For Churchill, his relationship with Roosevelt was by far the most important element in British foreign policy. He devoted enormous energy, imagination and sometimes shameless flattery to win over Roosevelt and obtain what his virtually bankrupt country needed to survive. In a very long and detailed letter dated 8 December 1940, Churchill called for ‘a decisive act of constructive non-belligerency’ to prolong British resistance. This would include the use of US Navy warships to p
rotect against the U-boat threat and three million tons of merchant shipping to maintain Britain’s Atlantic lifeline after the devastating losses–over two million gross tons–suffered so far. He also asked for 2,000 aircraft a month. ‘Last of all I come to the question of Finance,’ Churchill wrote. Britain’s dollar credits would soon be exhausted; in fact the orders already placed or under negotiation ‘many times exceed the total exchange resources remaining at the disposal of Great Britain’. Never had such an important or dignified begging letter been written. It was almost exactly a year from the day when the United States would find itself at war.

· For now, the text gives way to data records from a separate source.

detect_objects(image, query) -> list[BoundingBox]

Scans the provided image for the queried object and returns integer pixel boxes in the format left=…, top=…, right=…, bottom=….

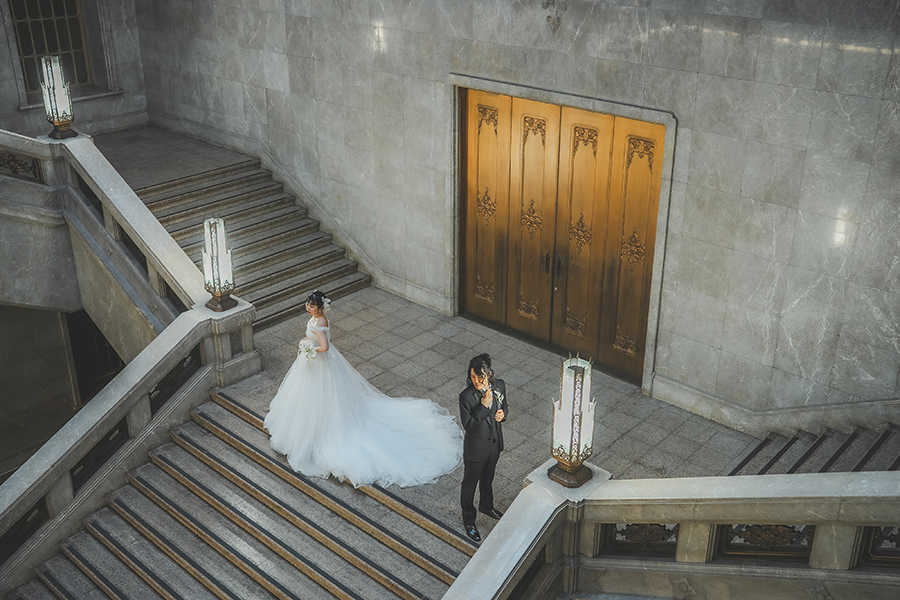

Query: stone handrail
left=0, top=129, right=53, bottom=160
left=52, top=136, right=209, bottom=308
left=444, top=460, right=900, bottom=600
left=0, top=131, right=261, bottom=597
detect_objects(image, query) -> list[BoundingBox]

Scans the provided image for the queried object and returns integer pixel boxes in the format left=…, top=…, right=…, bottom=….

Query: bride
left=265, top=290, right=463, bottom=487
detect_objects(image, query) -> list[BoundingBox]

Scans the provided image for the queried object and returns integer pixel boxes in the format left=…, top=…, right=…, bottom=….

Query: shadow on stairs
left=8, top=392, right=476, bottom=600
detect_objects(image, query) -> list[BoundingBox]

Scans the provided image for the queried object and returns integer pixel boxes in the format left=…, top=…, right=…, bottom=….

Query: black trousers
left=459, top=441, right=500, bottom=527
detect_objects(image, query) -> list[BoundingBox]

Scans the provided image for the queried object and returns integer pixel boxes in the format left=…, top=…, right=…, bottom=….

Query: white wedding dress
left=265, top=317, right=463, bottom=487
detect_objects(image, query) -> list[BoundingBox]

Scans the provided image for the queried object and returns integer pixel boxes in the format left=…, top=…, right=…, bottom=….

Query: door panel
left=551, top=108, right=615, bottom=357
left=461, top=90, right=512, bottom=324
left=597, top=118, right=665, bottom=380
left=506, top=98, right=559, bottom=341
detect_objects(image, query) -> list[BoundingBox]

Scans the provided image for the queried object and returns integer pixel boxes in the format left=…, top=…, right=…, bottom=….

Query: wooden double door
left=460, top=90, right=665, bottom=381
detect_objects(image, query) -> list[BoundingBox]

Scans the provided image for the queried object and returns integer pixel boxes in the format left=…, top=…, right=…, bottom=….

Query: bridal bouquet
left=297, top=338, right=317, bottom=362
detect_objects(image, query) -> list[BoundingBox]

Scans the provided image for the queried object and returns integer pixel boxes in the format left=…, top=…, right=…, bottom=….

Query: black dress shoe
left=481, top=508, right=503, bottom=519
left=466, top=525, right=481, bottom=542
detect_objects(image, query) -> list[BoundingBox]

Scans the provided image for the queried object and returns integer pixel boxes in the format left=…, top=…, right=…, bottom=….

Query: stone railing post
left=675, top=522, right=716, bottom=563
left=809, top=523, right=863, bottom=571
left=562, top=500, right=584, bottom=594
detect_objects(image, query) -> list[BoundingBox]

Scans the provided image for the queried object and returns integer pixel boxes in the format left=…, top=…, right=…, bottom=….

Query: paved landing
left=94, top=126, right=250, bottom=190
left=221, top=287, right=757, bottom=536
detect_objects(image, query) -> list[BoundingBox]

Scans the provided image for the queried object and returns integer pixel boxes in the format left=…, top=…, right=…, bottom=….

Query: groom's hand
left=479, top=386, right=494, bottom=408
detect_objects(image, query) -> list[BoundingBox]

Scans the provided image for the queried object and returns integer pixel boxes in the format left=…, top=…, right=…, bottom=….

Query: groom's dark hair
left=466, top=354, right=494, bottom=386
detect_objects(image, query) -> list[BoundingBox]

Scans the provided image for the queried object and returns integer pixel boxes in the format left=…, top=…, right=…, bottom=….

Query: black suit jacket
left=459, top=379, right=509, bottom=460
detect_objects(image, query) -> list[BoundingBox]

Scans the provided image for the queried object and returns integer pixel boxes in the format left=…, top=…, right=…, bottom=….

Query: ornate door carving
left=506, top=98, right=559, bottom=341
left=460, top=90, right=512, bottom=324
left=460, top=90, right=665, bottom=381
left=596, top=118, right=666, bottom=380
left=550, top=108, right=615, bottom=358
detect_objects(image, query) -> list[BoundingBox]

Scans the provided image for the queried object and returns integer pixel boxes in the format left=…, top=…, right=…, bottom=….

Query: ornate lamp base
left=547, top=463, right=594, bottom=488
left=47, top=121, right=78, bottom=140
left=206, top=296, right=237, bottom=312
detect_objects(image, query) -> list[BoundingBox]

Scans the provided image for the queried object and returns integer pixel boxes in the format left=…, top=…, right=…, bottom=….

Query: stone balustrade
left=0, top=131, right=261, bottom=595
left=444, top=460, right=900, bottom=600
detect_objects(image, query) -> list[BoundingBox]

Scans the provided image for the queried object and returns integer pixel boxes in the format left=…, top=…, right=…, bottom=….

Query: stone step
left=246, top=258, right=358, bottom=311
left=6, top=579, right=57, bottom=600
left=168, top=196, right=306, bottom=243
left=759, top=431, right=817, bottom=475
left=60, top=531, right=162, bottom=600
left=253, top=271, right=372, bottom=331
left=239, top=244, right=355, bottom=298
left=85, top=506, right=218, bottom=600
left=135, top=156, right=260, bottom=199
left=152, top=438, right=425, bottom=600
left=137, top=165, right=272, bottom=213
left=861, top=425, right=900, bottom=471
left=729, top=433, right=789, bottom=475
left=730, top=426, right=900, bottom=475
left=171, top=206, right=310, bottom=247
left=154, top=181, right=288, bottom=231
left=123, top=464, right=358, bottom=598
left=210, top=390, right=478, bottom=556
left=229, top=230, right=331, bottom=280
left=35, top=554, right=108, bottom=600
left=828, top=429, right=879, bottom=473
left=192, top=402, right=469, bottom=585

Roosevelt received the letter when aboard the USS Tuscaloosa in the Caribbean. He pondered over the contents and the day after he returned he called a press conference. On 17 December, he made his famous but simplistic parable of a man whose house is on fire asking his neighbour for the loan of his hose. This was Roosevelt’s preparation of public opinion before the Lend–Lease Bill was presented to Congress. In the House of Commons, Churchill hailed it as ‘the most unsordid act in the history of any nation’. But privately the British government was shaken by the harsh conditions attached to Lend–Lease. The Americans had demanded an audit of all British assets, and insisted that there could be no subsidy until all foreign exchange and gold reserves had been used up. A US Navy warship was sent to Cape Town to take the last British gold stockpiled there. British-owned companies in the United States, most notably Courtaulds, Shell and Lever, had to be sold off at knock-down prices, and were then resold at a large profit. Churchill magnanimously attributed all this to Roosevelt’s need to wrongfoot the anti-British critics of Lend–Lease, many of whom harked back to the British and French default on debts from the First World War. The British as a whole underestimated how many Americans disliked them as imperialists, snobs and experts in the art of getting others to fight their wars for them.